NEWS arrived this week of the latest opus from Nick Cave and the Bad Seeds: their 15th album, Push the Sky Away, which will be released in February. The missive that brought this information is a curious creation, revealing that the Brighton-based Aussie composed much of the work ‘‘on a modest notebook with shellac covers over the course of a year’’. The songs, it continues therein, ‘‘convey how on the internet profoundly significant events, momentary fads and mystically tinged absurdities sit side by side and question how we might recognise and assign weight to what’s genuinely important’’. One can recognise immediately, between the lines, that
Push the Sky Away must be one weighty, important piece of art. There’s a nice trailer at http://bzz.is/8k8 of the band and producer Nick Launay going about said work in a 19thcentury mansion in the south of France, just to whet the appetite and make us a teensy bit jealous that we can’t all be in a mansion doing something totally fun. And I’d like to thank Mr Cave personally for teaching me a new word, pupal, which refers primarily to the second stage in an insect’s development. ‘‘I enter the studio with a handful of ideas, unformed and pupal,’’ says the singer; ‘‘it’s the Bad Seeds that transform them into things of wonder. Ask anyone who has seen them at work. They are unlike any other band on earth for pure, instinctive inventiveness.’’ And Cave has a few more bons mots on the nature of his latest offering and on multi-instrumentalist collaborator Warren Ellis: ‘‘Well, if I were to use that threadbare metaphor of albums being like children,’’ he says, ‘‘then Push the Sky
Away is the ghost-baby in the incubator and Warren’s loops are its tiny, trembling heartbeat.’’ Bless.
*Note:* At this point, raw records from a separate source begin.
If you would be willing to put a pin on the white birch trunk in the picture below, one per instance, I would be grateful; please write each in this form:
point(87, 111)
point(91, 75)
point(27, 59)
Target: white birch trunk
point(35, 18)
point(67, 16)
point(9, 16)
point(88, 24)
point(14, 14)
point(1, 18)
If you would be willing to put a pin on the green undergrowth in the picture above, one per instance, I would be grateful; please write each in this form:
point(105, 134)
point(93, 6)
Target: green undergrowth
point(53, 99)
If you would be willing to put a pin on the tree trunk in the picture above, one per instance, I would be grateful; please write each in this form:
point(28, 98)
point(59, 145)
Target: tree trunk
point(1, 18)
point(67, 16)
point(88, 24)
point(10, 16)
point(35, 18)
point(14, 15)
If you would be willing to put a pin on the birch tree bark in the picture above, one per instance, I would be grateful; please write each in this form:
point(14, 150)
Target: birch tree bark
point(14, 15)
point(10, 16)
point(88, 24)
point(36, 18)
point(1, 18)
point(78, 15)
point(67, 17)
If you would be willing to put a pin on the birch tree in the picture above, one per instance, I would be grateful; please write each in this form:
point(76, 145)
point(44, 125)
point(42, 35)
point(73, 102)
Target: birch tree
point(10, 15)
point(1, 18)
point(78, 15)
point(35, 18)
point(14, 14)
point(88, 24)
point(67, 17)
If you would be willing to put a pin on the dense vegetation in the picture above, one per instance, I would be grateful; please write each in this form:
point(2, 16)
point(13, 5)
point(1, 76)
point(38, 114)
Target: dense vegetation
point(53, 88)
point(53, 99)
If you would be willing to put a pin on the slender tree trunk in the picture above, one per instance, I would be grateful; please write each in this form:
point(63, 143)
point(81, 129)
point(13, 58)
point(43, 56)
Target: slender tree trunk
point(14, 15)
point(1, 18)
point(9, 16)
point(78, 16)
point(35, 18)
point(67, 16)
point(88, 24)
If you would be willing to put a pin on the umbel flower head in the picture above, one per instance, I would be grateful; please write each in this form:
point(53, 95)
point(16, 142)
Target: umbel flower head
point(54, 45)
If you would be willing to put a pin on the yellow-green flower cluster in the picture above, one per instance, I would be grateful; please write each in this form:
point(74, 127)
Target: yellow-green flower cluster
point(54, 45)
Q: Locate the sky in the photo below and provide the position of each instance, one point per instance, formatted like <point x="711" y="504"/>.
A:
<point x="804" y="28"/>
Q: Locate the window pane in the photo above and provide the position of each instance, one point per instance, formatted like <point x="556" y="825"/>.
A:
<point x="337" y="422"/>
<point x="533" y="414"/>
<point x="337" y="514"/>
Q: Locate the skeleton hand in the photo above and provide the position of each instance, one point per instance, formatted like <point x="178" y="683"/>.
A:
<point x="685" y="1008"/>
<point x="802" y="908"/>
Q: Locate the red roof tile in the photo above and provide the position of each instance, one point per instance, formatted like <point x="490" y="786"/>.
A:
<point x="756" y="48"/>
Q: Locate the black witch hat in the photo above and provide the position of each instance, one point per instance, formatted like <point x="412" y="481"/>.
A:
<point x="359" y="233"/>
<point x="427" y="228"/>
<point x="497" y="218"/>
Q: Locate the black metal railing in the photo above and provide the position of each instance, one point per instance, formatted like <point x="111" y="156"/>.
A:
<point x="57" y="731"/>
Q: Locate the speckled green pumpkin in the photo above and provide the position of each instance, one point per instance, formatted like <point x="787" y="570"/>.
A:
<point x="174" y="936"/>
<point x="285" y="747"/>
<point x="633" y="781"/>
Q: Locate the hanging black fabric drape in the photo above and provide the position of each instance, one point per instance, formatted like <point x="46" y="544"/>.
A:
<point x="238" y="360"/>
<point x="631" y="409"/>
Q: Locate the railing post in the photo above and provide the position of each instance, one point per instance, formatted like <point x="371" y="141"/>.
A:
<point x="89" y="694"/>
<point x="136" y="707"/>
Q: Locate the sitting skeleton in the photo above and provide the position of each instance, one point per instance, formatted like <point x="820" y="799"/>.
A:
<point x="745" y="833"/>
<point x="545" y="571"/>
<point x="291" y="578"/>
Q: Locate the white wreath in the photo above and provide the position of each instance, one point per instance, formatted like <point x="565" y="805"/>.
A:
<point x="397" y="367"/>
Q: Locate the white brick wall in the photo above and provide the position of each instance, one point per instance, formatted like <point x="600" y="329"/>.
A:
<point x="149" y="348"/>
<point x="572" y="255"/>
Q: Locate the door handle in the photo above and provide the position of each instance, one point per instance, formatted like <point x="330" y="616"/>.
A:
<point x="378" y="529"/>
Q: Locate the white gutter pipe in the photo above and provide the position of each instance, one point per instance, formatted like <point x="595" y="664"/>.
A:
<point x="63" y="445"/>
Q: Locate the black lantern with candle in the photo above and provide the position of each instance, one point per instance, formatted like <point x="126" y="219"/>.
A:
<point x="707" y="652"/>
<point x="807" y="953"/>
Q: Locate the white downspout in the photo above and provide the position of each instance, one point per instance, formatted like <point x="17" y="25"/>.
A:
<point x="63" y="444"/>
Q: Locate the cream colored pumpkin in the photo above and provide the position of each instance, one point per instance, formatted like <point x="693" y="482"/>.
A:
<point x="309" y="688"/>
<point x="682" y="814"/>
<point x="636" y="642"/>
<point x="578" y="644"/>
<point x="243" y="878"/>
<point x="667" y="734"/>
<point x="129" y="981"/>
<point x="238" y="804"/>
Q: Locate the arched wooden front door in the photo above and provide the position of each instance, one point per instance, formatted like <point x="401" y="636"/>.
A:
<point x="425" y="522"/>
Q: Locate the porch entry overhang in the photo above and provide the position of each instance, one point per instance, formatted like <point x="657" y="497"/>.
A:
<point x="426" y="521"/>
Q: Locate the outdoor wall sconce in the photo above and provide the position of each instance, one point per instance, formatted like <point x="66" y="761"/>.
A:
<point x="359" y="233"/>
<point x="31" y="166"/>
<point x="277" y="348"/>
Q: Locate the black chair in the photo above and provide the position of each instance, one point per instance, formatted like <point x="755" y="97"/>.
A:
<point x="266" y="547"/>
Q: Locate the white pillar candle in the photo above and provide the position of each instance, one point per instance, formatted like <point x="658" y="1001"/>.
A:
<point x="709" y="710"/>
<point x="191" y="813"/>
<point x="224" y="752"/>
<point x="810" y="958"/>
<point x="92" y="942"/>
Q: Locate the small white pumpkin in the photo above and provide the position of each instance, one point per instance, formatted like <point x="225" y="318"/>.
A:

AND now to cricket news, or at least news of music in cricket, which isn’t an everyday occurrence. All I can say is that it’s going to be MASSIVE. It appears Cricket Australia is playing the music card big time for the upcoming Commonwealth Bank one-day series between Australia, Sri Lanka and the West Indies in January and February. Following the announcement that London duo Basement Jaxx will be doing its DJ thing at a number of these matches, CA has added Sneaky Sound System, Zoe Badwi and Sarah de Bono to the roster. ‘‘Grab your friends, dress up and get along to the Commonwealth Bank Series for a big day of partying,’’ says CA senior marketing manager Julian Dunne, who clearly knows what a good day out at the cricket is all about. ‘‘The entertainment at this season’s series will be massive,’’ he adds. There are prizes for the best dress-ups, although no mention of rewards for grabbing your friends. How long before singalongapartyaussieaussieaussieoioioi enters the domain of the hallowed Test match? Five days of top-quality musical entertainment mingling with the hurly-burly of runs, wickets and sledging would surely be too much to handle. SPEAKING of five-day events and additions to the roster, the Bluesfest in Byron Bay, held over the Easter weekend, continues to put more acts on the bill on what seems like an hourly basis. The latest names to be added include US rockers Counting Crows, the Lumineers, Taj Mahal and Shuggie Otis, Tav Falco and Panther Burns, and Kitty, Daisy and Lewis, among others; this on top of previously announced drawcards Paul Simon, Robert Plant, Iggy and the Stooges and Santana.